There was silence again in which he felt close to her and happy sitting there talking to her.

“Madge Kehoe invited us over and we had a great evening,” he said.

“She's very nice. I haven't seen her for years. I got a Mass card from her when your Uncle Tom died, and a letter. It was your father who knew the Kehoes and the Keatings, they've always been very nice. Her mother was nice as well, old Mrs. Keating.”

“It's changed a lot down there, the erosion,” he said. “The old house is nearly at the cliff.”

“That's been going on for years, for years since that terrible storm. It was before you were born.”

“And was there no erosion before that?”

“So they used to say. I remember your father saying that. He loved it down there, your father.”

They talked until darkness fell. She sent him out to the kitchen to get an electric fire. The summer was over now, she said, even though the days were good. It was beginning to be cold at night. As he turned on the light in the kitchen, he realized that this was the target for the stones, but they came only in the winter, she had told him.

“I'll go and talk to the Guards,” he said when he came back, “about those fellows up in the field. They should be able to stop that. Or I'll talk to John Browne. Did you ever contact him?”

“He has a clinic all right in Murphy Floods on a Saturday. They say that he's very obliging.”

“He could sort it out for you.”

“There's another of them as well who has a clinic,” she said absentmindedly.

“I'll talk to the Guards anyway,” he said.

“They'd listen to you,” she said, and smiled at him warmly.

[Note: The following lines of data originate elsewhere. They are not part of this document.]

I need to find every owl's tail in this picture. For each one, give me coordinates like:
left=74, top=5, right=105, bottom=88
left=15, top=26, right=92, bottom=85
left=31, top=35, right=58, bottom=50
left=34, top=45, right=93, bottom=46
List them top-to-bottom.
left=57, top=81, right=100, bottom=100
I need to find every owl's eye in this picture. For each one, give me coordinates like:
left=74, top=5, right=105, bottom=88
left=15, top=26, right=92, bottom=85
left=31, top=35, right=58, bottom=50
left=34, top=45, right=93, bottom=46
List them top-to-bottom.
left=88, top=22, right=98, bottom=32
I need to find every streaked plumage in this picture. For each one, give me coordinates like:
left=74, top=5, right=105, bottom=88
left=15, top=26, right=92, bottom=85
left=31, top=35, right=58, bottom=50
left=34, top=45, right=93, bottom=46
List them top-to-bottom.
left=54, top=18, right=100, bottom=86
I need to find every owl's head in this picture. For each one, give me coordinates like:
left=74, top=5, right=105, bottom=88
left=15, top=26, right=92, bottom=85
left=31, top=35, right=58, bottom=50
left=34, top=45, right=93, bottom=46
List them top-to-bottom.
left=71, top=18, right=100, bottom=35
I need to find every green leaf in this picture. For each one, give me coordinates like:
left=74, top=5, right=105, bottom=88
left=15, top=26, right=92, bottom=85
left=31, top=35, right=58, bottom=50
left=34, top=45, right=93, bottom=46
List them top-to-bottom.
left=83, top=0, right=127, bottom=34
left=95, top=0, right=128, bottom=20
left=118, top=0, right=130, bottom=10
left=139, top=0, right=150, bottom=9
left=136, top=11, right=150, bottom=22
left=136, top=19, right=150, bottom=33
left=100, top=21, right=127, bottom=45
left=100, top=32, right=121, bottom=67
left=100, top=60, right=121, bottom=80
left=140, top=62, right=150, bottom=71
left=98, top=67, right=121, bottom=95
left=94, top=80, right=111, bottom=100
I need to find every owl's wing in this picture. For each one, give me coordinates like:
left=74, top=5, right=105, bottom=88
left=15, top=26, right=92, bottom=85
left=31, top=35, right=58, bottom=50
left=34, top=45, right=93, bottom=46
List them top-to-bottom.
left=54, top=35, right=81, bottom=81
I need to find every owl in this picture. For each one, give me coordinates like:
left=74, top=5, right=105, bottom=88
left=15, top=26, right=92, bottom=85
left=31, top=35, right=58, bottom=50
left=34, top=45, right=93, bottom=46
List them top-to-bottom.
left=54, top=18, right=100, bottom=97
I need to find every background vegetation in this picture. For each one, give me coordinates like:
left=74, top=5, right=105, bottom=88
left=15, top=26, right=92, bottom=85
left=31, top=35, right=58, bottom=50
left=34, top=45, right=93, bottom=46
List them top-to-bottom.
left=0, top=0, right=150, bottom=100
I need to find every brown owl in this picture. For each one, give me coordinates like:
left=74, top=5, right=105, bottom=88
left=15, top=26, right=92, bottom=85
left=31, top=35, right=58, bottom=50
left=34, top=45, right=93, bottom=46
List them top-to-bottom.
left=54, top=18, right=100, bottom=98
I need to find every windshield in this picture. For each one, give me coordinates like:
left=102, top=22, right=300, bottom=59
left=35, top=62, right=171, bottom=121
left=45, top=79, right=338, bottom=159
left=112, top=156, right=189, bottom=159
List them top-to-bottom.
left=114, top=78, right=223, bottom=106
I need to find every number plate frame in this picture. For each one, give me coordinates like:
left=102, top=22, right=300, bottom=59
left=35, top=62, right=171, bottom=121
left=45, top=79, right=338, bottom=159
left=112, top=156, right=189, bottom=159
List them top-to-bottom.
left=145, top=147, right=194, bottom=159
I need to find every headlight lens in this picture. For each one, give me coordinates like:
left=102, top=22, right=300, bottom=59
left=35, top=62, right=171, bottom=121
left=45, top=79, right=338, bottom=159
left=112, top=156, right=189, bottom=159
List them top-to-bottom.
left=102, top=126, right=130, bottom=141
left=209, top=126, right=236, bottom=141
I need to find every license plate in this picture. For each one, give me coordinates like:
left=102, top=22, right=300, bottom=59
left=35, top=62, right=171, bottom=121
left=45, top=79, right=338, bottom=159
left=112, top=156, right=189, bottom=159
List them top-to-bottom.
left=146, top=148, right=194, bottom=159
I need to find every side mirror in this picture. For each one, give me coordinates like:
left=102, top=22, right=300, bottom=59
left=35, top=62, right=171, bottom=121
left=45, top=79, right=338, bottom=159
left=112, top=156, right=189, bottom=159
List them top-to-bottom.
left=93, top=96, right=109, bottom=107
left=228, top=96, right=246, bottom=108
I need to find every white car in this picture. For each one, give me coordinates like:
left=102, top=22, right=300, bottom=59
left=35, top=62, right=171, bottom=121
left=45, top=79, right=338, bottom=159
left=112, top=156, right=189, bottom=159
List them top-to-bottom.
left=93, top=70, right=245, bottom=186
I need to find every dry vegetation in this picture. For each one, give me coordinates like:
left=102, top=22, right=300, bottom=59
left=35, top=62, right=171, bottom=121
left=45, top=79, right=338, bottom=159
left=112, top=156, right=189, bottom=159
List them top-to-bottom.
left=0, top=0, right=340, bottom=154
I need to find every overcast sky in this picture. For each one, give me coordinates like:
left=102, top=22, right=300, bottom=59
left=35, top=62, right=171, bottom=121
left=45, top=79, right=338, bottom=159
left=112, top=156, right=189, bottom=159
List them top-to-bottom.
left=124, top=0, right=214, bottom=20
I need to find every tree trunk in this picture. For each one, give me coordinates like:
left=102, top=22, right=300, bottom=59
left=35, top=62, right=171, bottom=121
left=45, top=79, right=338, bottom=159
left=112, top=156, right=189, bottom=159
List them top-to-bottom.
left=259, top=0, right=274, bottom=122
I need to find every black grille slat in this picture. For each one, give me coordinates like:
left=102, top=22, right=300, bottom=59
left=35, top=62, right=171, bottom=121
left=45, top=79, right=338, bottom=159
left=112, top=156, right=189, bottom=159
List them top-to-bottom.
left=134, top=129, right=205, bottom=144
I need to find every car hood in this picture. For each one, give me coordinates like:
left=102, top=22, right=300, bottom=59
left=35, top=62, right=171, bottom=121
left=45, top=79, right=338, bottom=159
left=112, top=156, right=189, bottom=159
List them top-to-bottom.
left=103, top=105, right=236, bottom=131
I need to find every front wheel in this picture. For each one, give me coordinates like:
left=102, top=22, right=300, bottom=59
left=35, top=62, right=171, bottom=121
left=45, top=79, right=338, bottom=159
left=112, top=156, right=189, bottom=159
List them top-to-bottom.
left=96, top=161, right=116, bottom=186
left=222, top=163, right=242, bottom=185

He carried the tray with the empty glasses and the bottle of whiskey down to the kitchen before he left.

“It was lovely to see you now,” she said. “It was a great surprise.”

CHAPTER SIX

“Whisht, whisht.” His grandmother put her hand up to stop them talking and then inclined her head towards the door, waiting for a sound. And when they listened and discovered that there was no sound, the men around the fire went on talking until it was time for news on the wireless, when she would order silence again.